Malheureux boxeurs. A 20 mois des Jeux de Tokyo 2020, ils ignorent encore à peu près tout du prochain tournoi olympique. Ses dates, son lieu, ses règles de sélection. Et même, pire encore, la réalité de son existence.
Réunie pendant deux jours dans la capitale japonaise, en fin de semaine passée, la commission exécutive du CIO était censée éclaircir la situation de la boxe et de sa fédération internationale, l’AIBA. Au lieu de cela, elle l’a enveloppée d’un brouillard toujours aussi épais.
Premier épisode, vendredi 30 novembre. En fin de journée, le CIO annonce sa décision d’ouvrir une enquête sur l’AIBA. Une procédure inédite dans le mouvement olympique. Selon les termes du communiqué de l’institution, la procédure « pourrait conduire au retrait de la reconnaissance de l’AIBA. » En clair, l’affaire est sérieuse.
En cause, « plusieurs motifs d’inquiétude majeure » concernant les finances, la gouvernance et l’éthique de l’organisation internationale de la boxe. Signe de la gravité de la situation: le CIO cite nommément dans son communiqué le nouveau président de l’AIBA, l’Ouzbek Gafur Rakhimov. « Le fait que Gafur Rakhimov ait été cité par le Trésor américain comme principal membre et associé d’un réseau criminel transnational organisé suscite des incertitudes quant au rôle de celui-ci en tant que président de l’AIBA », écrit le CIO.
L’enquête en question a été confiée au Serbe Nenad Lalovic, le président de la Fédération internationale de lutte, l’un des nouveaux poids lourds du mouvement olympique.
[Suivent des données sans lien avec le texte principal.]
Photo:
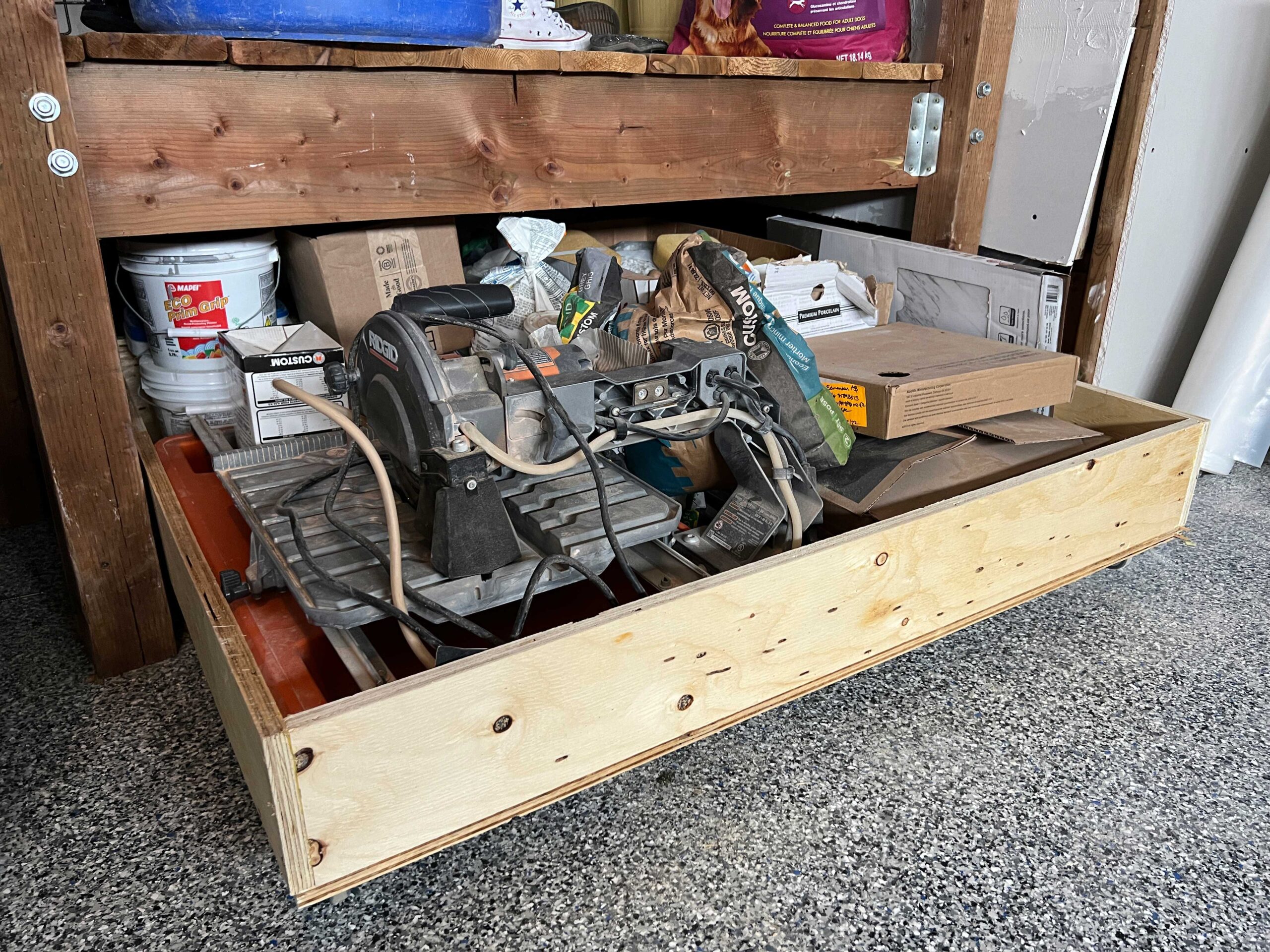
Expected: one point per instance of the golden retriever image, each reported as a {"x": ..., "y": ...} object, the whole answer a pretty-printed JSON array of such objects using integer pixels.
[{"x": 726, "y": 28}]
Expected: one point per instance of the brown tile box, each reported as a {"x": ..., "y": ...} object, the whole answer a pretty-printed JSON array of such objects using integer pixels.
[
  {"x": 341, "y": 280},
  {"x": 905, "y": 379}
]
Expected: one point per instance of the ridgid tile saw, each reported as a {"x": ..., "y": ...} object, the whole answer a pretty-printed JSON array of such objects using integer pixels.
[{"x": 473, "y": 481}]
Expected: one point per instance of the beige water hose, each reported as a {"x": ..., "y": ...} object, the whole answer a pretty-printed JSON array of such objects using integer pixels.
[{"x": 339, "y": 416}]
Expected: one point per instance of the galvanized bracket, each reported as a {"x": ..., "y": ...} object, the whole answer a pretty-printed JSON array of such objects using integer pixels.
[{"x": 925, "y": 122}]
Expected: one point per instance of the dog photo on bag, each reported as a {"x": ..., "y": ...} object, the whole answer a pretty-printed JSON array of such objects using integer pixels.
[{"x": 726, "y": 28}]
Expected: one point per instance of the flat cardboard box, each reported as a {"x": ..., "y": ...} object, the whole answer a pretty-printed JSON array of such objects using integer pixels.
[
  {"x": 1013, "y": 304},
  {"x": 903, "y": 379},
  {"x": 298, "y": 353},
  {"x": 339, "y": 280}
]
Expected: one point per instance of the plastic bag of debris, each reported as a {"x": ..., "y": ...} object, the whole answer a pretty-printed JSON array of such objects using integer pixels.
[
  {"x": 709, "y": 293},
  {"x": 536, "y": 286}
]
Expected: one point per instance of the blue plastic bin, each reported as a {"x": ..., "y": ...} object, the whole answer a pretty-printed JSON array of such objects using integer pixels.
[{"x": 423, "y": 22}]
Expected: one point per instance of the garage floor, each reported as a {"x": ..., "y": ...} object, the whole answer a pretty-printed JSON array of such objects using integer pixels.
[{"x": 1091, "y": 770}]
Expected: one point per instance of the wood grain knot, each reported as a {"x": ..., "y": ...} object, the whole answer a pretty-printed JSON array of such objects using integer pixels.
[{"x": 59, "y": 334}]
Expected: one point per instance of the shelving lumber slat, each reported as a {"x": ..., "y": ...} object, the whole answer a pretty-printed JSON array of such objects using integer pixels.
[
  {"x": 163, "y": 48},
  {"x": 190, "y": 149},
  {"x": 976, "y": 37}
]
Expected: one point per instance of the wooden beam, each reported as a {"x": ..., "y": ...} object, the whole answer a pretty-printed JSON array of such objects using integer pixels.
[
  {"x": 22, "y": 486},
  {"x": 178, "y": 148},
  {"x": 63, "y": 324},
  {"x": 281, "y": 53},
  {"x": 1115, "y": 212},
  {"x": 602, "y": 61},
  {"x": 155, "y": 46},
  {"x": 976, "y": 37}
]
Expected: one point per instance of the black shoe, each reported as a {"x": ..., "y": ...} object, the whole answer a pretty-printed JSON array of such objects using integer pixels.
[
  {"x": 591, "y": 17},
  {"x": 627, "y": 44}
]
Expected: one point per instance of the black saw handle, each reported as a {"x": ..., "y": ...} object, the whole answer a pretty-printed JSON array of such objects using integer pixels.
[{"x": 469, "y": 302}]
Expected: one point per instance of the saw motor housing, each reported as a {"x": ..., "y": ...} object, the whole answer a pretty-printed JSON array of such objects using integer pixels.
[{"x": 414, "y": 403}]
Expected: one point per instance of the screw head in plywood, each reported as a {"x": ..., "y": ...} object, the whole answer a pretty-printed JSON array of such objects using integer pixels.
[
  {"x": 63, "y": 163},
  {"x": 45, "y": 107}
]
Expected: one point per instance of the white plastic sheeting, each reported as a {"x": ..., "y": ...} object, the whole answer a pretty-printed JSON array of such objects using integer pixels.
[{"x": 1228, "y": 379}]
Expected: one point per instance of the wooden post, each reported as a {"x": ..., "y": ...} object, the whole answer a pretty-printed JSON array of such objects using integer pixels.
[
  {"x": 976, "y": 37},
  {"x": 1132, "y": 125},
  {"x": 65, "y": 337}
]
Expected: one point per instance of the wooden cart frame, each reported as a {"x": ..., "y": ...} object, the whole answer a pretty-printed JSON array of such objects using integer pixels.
[{"x": 247, "y": 134}]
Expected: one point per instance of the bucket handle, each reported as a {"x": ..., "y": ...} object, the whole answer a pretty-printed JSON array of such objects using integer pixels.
[{"x": 276, "y": 267}]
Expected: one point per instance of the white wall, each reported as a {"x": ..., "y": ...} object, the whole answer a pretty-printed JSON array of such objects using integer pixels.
[{"x": 1205, "y": 166}]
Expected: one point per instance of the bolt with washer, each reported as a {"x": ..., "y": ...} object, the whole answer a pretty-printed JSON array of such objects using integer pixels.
[
  {"x": 45, "y": 107},
  {"x": 63, "y": 163}
]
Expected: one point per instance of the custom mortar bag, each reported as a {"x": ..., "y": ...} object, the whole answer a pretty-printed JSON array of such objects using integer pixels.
[
  {"x": 709, "y": 293},
  {"x": 854, "y": 31}
]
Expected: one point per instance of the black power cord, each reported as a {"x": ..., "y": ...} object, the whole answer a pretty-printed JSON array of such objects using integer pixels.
[
  {"x": 343, "y": 588},
  {"x": 574, "y": 431},
  {"x": 420, "y": 601},
  {"x": 724, "y": 407},
  {"x": 536, "y": 578},
  {"x": 756, "y": 408}
]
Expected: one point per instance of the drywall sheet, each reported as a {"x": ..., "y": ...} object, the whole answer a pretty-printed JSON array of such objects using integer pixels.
[
  {"x": 1205, "y": 162},
  {"x": 1065, "y": 78}
]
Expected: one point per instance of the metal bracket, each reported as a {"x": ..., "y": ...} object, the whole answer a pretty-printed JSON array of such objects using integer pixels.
[{"x": 925, "y": 122}]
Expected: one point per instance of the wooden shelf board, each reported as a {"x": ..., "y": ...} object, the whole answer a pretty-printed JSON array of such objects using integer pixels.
[
  {"x": 166, "y": 150},
  {"x": 162, "y": 48}
]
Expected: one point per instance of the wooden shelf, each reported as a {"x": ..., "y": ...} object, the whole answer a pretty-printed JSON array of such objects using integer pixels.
[
  {"x": 171, "y": 148},
  {"x": 163, "y": 48}
]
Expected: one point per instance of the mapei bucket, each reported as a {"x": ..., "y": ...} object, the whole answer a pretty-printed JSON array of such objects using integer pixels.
[{"x": 187, "y": 293}]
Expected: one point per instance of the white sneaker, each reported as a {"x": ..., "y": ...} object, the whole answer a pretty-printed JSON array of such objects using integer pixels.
[{"x": 534, "y": 24}]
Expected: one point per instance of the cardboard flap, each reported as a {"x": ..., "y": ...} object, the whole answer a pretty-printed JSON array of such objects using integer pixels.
[
  {"x": 877, "y": 465},
  {"x": 1026, "y": 427},
  {"x": 973, "y": 465}
]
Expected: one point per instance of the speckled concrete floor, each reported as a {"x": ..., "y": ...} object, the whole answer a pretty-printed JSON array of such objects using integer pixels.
[{"x": 1091, "y": 770}]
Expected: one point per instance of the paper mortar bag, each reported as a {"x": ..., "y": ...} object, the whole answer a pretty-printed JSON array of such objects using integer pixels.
[{"x": 706, "y": 293}]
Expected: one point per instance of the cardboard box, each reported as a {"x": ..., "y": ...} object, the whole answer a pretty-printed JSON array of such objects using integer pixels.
[
  {"x": 1013, "y": 304},
  {"x": 258, "y": 356},
  {"x": 339, "y": 280},
  {"x": 903, "y": 379}
]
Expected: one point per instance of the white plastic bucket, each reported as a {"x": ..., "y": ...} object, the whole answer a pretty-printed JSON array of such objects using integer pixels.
[
  {"x": 178, "y": 395},
  {"x": 187, "y": 293}
]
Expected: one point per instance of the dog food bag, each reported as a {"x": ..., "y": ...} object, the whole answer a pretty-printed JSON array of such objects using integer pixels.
[
  {"x": 709, "y": 293},
  {"x": 854, "y": 31}
]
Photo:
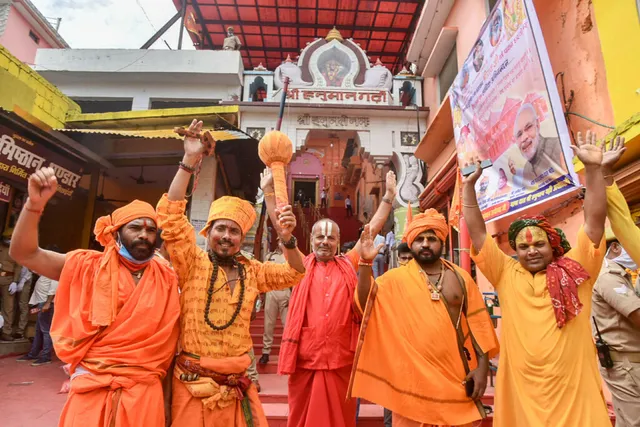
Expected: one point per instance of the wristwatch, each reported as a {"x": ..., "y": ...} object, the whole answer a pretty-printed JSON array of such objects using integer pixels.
[{"x": 291, "y": 244}]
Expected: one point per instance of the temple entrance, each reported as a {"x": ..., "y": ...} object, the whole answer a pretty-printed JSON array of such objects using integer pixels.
[{"x": 305, "y": 191}]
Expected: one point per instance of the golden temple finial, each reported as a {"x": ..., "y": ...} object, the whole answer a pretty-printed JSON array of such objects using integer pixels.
[{"x": 334, "y": 34}]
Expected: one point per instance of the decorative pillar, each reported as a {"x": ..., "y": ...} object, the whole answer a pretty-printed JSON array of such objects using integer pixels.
[{"x": 400, "y": 219}]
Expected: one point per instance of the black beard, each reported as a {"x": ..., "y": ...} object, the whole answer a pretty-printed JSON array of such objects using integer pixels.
[
  {"x": 222, "y": 260},
  {"x": 140, "y": 251},
  {"x": 427, "y": 259}
]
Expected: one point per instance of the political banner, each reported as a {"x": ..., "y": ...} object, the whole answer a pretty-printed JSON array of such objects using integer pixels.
[{"x": 506, "y": 108}]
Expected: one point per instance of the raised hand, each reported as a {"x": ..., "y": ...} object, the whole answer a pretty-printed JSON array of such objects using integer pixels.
[
  {"x": 613, "y": 154},
  {"x": 392, "y": 189},
  {"x": 193, "y": 147},
  {"x": 587, "y": 150},
  {"x": 42, "y": 186},
  {"x": 475, "y": 176},
  {"x": 287, "y": 221},
  {"x": 367, "y": 250},
  {"x": 266, "y": 180}
]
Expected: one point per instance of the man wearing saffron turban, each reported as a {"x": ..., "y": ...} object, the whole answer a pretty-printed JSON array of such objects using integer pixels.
[
  {"x": 116, "y": 315},
  {"x": 218, "y": 291},
  {"x": 426, "y": 333},
  {"x": 548, "y": 374}
]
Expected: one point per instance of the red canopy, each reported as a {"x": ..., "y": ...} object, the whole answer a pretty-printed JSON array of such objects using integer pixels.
[{"x": 272, "y": 29}]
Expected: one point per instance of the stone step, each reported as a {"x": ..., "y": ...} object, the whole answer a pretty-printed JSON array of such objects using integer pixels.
[
  {"x": 14, "y": 348},
  {"x": 269, "y": 368}
]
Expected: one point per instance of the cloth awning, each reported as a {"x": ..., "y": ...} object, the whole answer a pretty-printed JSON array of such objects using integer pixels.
[{"x": 218, "y": 135}]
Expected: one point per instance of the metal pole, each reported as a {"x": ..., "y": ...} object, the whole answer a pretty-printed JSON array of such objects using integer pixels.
[
  {"x": 183, "y": 14},
  {"x": 283, "y": 101}
]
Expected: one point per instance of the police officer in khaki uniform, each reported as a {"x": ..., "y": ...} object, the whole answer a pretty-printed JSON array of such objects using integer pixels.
[
  {"x": 616, "y": 311},
  {"x": 9, "y": 277},
  {"x": 276, "y": 302}
]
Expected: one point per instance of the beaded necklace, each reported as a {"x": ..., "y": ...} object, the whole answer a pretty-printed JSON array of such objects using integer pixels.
[
  {"x": 437, "y": 287},
  {"x": 241, "y": 272}
]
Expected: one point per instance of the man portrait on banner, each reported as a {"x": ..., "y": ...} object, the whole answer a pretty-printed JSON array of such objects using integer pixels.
[
  {"x": 496, "y": 28},
  {"x": 478, "y": 55},
  {"x": 541, "y": 153}
]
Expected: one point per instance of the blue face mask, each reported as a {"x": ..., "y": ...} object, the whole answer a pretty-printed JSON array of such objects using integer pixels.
[{"x": 125, "y": 254}]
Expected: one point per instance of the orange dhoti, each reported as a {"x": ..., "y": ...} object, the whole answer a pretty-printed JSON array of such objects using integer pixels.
[
  {"x": 317, "y": 398},
  {"x": 116, "y": 370},
  {"x": 205, "y": 402},
  {"x": 106, "y": 400},
  {"x": 400, "y": 421}
]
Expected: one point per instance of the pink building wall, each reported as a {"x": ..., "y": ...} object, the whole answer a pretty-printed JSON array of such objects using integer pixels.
[{"x": 16, "y": 38}]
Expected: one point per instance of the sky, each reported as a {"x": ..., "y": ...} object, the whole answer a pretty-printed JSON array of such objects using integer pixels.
[{"x": 119, "y": 24}]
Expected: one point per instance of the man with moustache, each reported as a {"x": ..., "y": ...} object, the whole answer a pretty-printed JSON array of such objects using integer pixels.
[
  {"x": 218, "y": 290},
  {"x": 322, "y": 327},
  {"x": 426, "y": 333},
  {"x": 116, "y": 315},
  {"x": 548, "y": 374},
  {"x": 540, "y": 152}
]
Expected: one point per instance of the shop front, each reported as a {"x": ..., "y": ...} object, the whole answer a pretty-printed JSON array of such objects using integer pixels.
[{"x": 25, "y": 148}]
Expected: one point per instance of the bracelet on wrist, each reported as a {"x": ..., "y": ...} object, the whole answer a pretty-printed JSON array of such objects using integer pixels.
[
  {"x": 185, "y": 167},
  {"x": 35, "y": 211}
]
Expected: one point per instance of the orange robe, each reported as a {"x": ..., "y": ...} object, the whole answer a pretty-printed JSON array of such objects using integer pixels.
[
  {"x": 204, "y": 402},
  {"x": 318, "y": 357},
  {"x": 117, "y": 369},
  {"x": 408, "y": 358},
  {"x": 547, "y": 376}
]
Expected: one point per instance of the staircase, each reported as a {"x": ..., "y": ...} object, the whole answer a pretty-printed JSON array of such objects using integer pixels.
[{"x": 274, "y": 387}]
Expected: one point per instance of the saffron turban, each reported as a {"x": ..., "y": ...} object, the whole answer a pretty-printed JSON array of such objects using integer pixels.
[
  {"x": 234, "y": 209},
  {"x": 430, "y": 219},
  {"x": 106, "y": 281},
  {"x": 557, "y": 239}
]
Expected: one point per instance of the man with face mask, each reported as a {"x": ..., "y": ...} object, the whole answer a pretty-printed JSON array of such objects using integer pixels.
[
  {"x": 410, "y": 360},
  {"x": 404, "y": 254},
  {"x": 616, "y": 312},
  {"x": 548, "y": 374},
  {"x": 218, "y": 291},
  {"x": 116, "y": 315},
  {"x": 320, "y": 336}
]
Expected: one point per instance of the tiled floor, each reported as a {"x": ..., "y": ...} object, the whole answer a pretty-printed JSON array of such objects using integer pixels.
[{"x": 29, "y": 395}]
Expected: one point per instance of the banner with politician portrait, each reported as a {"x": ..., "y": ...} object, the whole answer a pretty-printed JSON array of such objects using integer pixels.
[{"x": 506, "y": 108}]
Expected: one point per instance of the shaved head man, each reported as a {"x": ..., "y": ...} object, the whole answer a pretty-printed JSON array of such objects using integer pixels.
[{"x": 319, "y": 369}]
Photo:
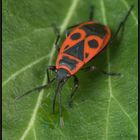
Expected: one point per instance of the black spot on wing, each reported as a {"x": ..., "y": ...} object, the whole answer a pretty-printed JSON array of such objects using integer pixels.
[
  {"x": 95, "y": 29},
  {"x": 77, "y": 50},
  {"x": 70, "y": 63},
  {"x": 93, "y": 43},
  {"x": 86, "y": 55},
  {"x": 75, "y": 36}
]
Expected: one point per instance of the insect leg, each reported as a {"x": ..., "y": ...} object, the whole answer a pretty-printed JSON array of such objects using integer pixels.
[
  {"x": 56, "y": 43},
  {"x": 76, "y": 85},
  {"x": 35, "y": 89},
  {"x": 91, "y": 13},
  {"x": 92, "y": 68},
  {"x": 40, "y": 87},
  {"x": 122, "y": 23},
  {"x": 60, "y": 108}
]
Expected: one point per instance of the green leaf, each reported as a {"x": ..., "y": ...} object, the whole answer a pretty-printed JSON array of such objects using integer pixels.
[{"x": 104, "y": 108}]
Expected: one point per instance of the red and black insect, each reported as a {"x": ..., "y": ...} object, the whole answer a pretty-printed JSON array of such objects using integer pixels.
[{"x": 83, "y": 42}]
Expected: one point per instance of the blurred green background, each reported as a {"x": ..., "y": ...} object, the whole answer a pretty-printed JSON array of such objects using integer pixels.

Il sera épaulé par deux autres membres du CIO, Richard L. Carrión et Emma Terho.
En attendant ses conclusions, attendues dans les 6 mois à venir, le CIO a gelé toutes ses relations avec l’AIBA et suspendu ses subventions. Elle interdit à l’organisation internationale l’usage des emblèmes olympiques. Plus grave : le CIO met en stand-by le tournoi de boxe des Jeux de Tokyo 2020. « Les ventes de billets, l’approbation et la mise en place du système de qualification, la planification de tests et la finalisation du programme de compétitions » sont suspendues avec effet immédiat, précise le communiqué.
Episode 2, samedi 1er décembre. Thomas Bach se présente en conférence de presse au 32ème étage d’un grand hôtel de Tokyo. A deux reprises, la question lui est posée de savoir si la boxe sera présente aux Jeux de Tokyo 2020. A deux reprises, il répond sans répondre.
« Nous ferons tous les efforts nécessaires pour protéger les athlètes comme nous le faisons toujours », se contente-t-il de suggérer. Il précise que le CIO a reçu « une demande de la fédération nationale japonaise de boxe plaidant pour l’organisation d’un tournoi olympique en 2020. ». Puis il explique : « Nous sommes totalement en accord avec cette requête. Nous voulons qu’il y en ait un, et c’est pourquoi nous allons travailler dur. »
A Tokyo, samedi 1er décembre, Thomas Bach avait l’occasion de rassurer les boxeurs en déclarant devant la presse que leur discipline serait présente à coup sûr aux prochains Jeux d’été. Il s’est refusé à le faire. Il a entretenu le doute.
Tout juste a-t-il précisé que les griefs du CIO à l’encontre de Gafur Rakhimov n’avaient rien de « personnels ». « Mais sa situation actuelle peut constituer une entrave à sa fonction de président d’une fédération internationale », suggère Thomas Bach. L’homme d’affaires ouzbek s’est vu refuser une accréditation aux Jeux de la Jeunesse, en octobre dernier à Buenos Aires. Il avait connu pareille sanction aux Jeux d’été à Sydney en 2000 et Londres en 2012.
Même incertitude du côté japonais. Toshiro Muto, le directeur général de Tokyo 2020, semble lui aussi nager en plein brouillard. « Les contacts au niveau opérationnel sont autorisés avec l’AIBA, c’est ce que nous avons compris, a-t-il confié aux médias. Nous allons faire en sorte de nous préparer afin de pouvoir réagir sans retard à une éventuelle décision de maintien de cette compétition. »
Comment ? Dans l’éventualité d’un retrait de la reconnaissance de l’AIBA, à décider en juin prochain par la session du CIO à Lausanne, l’organisation olympique pourrait prendre à sa charge le tournoi de boxe. En faisant appel, pour cela, aux officiels et arbitres de l’AIBA.
Kit McConnell, le directeur des sports du CIO, demande aux boxeurs de « continuer à s’entraîner » dans l’attente d’une décision finale. Pas simple.